As for Ebola, the report says:
- The Ebola virus typically will have no impact on physical property, which means first-party property insurance—requiring direct physical loss to the property and proof of causation—would not respond.
- Still, “secondary impacts” related to a pandemic event could cause actual damage, NAPCO says, citing an Advisen report (“The Initial Impact of Ebola on First-Party Property Insurance Coverage,” Advisen Risk Network, Oct. 23, 2014).
- For business interruption coverage to trigger, a policyholder must sustain a loss in business after suffering a direct physical loss that is attributable to a covered peril.
- Some coverage is becoming available for nonphysical damage from business interruption as a result of a shutdown or evacuation of an insured’s location from infectious diseases.
NAPCO cites the Catlin and Ark syndicates in the London market among those offering this last product.

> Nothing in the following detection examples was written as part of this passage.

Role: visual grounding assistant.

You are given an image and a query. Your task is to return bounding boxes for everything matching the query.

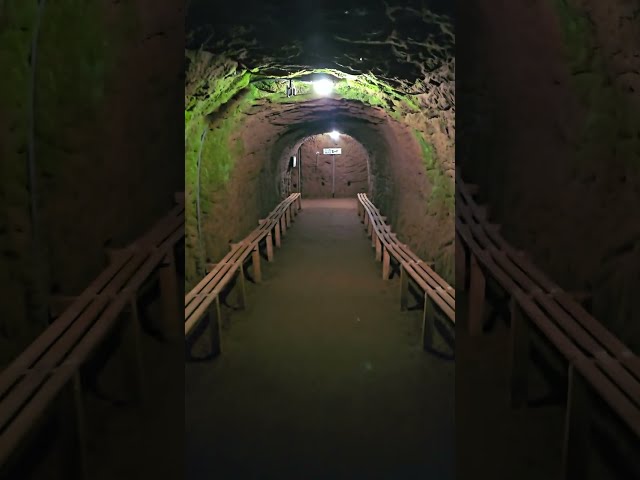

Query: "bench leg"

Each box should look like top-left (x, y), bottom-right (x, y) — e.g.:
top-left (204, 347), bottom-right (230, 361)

top-left (400, 265), bottom-right (409, 312)
top-left (276, 222), bottom-right (282, 248)
top-left (382, 248), bottom-right (391, 280)
top-left (509, 297), bottom-right (529, 408)
top-left (123, 296), bottom-right (144, 405)
top-left (468, 255), bottom-right (486, 335)
top-left (562, 365), bottom-right (590, 480)
top-left (455, 235), bottom-right (468, 292)
top-left (422, 293), bottom-right (436, 350)
top-left (209, 296), bottom-right (222, 357)
top-left (251, 245), bottom-right (262, 283)
top-left (159, 250), bottom-right (184, 339)
top-left (237, 265), bottom-right (247, 310)
top-left (266, 232), bottom-right (273, 262)
top-left (59, 372), bottom-right (89, 480)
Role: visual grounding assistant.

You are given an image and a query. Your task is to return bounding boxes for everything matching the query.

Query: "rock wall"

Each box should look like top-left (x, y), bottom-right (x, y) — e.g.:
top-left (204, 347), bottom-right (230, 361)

top-left (0, 0), bottom-right (184, 364)
top-left (292, 135), bottom-right (369, 198)
top-left (457, 0), bottom-right (640, 352)
top-left (185, 0), bottom-right (455, 288)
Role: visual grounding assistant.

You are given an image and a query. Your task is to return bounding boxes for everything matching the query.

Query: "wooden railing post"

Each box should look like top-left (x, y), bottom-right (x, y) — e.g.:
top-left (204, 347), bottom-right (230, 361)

top-left (251, 245), bottom-right (262, 283)
top-left (400, 264), bottom-right (409, 312)
top-left (237, 265), bottom-right (247, 310)
top-left (468, 254), bottom-right (486, 335)
top-left (455, 233), bottom-right (468, 292)
top-left (422, 292), bottom-right (436, 350)
top-left (509, 296), bottom-right (529, 408)
top-left (275, 220), bottom-right (282, 248)
top-left (562, 365), bottom-right (591, 480)
top-left (123, 294), bottom-right (145, 405)
top-left (382, 248), bottom-right (391, 280)
top-left (159, 249), bottom-right (184, 339)
top-left (58, 371), bottom-right (89, 480)
top-left (209, 295), bottom-right (222, 357)
top-left (265, 231), bottom-right (273, 262)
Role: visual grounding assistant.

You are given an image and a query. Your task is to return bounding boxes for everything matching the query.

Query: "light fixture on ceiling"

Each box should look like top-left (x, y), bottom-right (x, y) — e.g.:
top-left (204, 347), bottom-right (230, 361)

top-left (313, 78), bottom-right (333, 97)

And on the demand side, NAPCO reports that the coverage for nonphysical damage from business interruption is being mainly sought by healthcare insureds but that there is also “definite interest” coming from the real estate and municipal sectors.
NAPCO explains that the typical trigger for the coverage would be a governmental, or similar, shutdown of a premises subject to a waiting period.
To date, insurers seem to be charging a rate of about 10 percent of the limit to provide this coverage.